O decisivo é entender a relação entre o poder que retém e "o homem da ausência da lei". Às vezes, tem sido interpretado como um conflito entre dois poderes, no qual o sem lei ou o anticristo "retira" o poder que detém. A expressão ek mesou genetai ("até que saia do caminho aquele que retém") não implica de forma alguma que seja o homem da anomia quem o faça: como sugere a tradução da vulgata (donec de medio fiat), livrar-se dos meios é o mesmo poder que detém (seja o império ou a igreja). O texto que se segue é perfeitamente claro neste sentido: "e então os iníquos serão revelados". A relação entre o poder institucional do cateco e o homem da ausência de lei é a sucessão entre dois poderes mundanos, um dos quais descola e é substituído - ou passa - no outro.
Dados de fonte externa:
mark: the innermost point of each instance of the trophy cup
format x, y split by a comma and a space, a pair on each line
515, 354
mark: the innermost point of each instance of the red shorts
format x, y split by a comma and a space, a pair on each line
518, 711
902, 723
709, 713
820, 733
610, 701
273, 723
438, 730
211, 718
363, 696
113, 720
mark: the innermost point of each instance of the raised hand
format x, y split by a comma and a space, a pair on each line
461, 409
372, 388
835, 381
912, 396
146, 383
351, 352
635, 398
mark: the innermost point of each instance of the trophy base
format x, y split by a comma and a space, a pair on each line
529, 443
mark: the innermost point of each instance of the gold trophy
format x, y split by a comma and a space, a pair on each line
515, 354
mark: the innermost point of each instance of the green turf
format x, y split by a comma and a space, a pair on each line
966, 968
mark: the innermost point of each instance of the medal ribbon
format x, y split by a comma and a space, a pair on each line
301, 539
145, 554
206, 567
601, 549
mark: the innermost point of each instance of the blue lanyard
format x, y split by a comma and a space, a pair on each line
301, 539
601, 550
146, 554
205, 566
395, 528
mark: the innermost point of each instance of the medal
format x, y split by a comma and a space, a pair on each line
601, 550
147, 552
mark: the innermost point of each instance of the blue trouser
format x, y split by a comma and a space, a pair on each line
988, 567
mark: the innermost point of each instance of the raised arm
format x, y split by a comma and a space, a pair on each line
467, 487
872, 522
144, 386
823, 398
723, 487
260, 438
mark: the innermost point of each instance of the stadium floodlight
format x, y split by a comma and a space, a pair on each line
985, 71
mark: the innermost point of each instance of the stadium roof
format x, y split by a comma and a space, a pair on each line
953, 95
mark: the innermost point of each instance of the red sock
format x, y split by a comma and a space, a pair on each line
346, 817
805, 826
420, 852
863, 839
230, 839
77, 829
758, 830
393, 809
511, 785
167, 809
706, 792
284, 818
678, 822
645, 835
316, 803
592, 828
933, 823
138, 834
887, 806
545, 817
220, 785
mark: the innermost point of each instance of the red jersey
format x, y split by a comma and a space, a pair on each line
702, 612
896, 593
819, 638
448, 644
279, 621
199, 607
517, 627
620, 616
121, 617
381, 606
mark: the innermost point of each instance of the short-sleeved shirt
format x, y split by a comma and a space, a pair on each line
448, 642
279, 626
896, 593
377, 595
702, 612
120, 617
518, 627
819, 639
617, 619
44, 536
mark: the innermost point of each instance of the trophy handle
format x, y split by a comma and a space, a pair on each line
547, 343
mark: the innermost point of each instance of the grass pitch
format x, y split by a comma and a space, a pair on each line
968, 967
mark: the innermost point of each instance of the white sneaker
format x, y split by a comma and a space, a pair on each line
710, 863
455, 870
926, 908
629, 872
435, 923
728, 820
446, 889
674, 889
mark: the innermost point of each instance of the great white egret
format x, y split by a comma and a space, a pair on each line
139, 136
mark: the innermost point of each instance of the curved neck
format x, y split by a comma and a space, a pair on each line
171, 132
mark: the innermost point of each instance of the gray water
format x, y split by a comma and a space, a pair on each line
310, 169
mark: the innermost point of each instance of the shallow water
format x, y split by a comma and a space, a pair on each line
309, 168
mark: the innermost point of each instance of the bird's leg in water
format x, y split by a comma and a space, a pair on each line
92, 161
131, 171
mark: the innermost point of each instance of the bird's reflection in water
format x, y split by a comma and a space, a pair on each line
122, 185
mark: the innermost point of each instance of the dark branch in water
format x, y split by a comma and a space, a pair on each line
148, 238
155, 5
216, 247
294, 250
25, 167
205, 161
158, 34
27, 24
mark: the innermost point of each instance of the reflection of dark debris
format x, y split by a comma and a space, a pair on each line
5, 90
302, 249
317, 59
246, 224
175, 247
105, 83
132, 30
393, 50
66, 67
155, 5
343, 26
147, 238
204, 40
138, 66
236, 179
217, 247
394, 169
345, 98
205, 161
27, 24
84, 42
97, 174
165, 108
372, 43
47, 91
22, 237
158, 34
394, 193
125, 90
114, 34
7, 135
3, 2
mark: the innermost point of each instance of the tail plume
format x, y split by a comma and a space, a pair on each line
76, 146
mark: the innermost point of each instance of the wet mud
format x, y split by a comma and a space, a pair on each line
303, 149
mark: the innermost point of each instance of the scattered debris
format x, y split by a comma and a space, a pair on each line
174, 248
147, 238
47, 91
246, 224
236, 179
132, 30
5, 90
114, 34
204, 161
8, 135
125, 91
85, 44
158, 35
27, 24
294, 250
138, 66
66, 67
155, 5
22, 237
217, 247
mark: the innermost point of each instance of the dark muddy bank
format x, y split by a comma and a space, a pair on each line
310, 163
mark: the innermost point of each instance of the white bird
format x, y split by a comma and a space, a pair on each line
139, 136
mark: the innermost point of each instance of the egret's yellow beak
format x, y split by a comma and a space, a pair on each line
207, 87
Este é, nas palavras de Paulo, "o mistério da anomia que já está em andamento" e que encontra sua revelação no final, como se, como o termo "mistério" parece sugerir, o "sem lei" finalmente exibido em plena luz a verdade do poder que o precede.

Se isso for verdade, então a carta contém uma doutrina sobre o destino de qualquer poder institucional que não deve ser negligenciada. De acordo com isso na doutrina, o poder institucional firmemente fundado cede necessariamente no final a uma condição de anomia, na qual o soberano constitucionalmente fundado é substituído por um soberano "sem lei", que exerce seu governo arbitrariamente. A carta contém, portanto, uma mensagem que nos interessa de perto, porque é precisamente esse "mistério da anomia" que vivemos. O poder estatal baseado em leis e constituições ditas democráticas vem-se transformando - por meio de um processo imparável que começou há algum tempo, mas que só agora chega à sua crise definitiva - em uma condição anómica, em que a lei é substituída por decretos e medidas do poder executivo e o estado de emergência torna-se a forma normal de governo. Resta - é bom não esquecer - que a carta afirma que, uma vez revelado o poder dos "iníquos", "o Senhor o suprimirá com o sopro de sua boca e o desativará com a aparência de sua presença". Isso significa que o que nos resta pensar na condição aparentemente sem saída que estamos vivendo é a forma de uma comunidade humana que escapa tanto do "poder de detenção" com sua aparente estabilidade institucional quanto da anomia emergencial em que fatalmente se é convertido.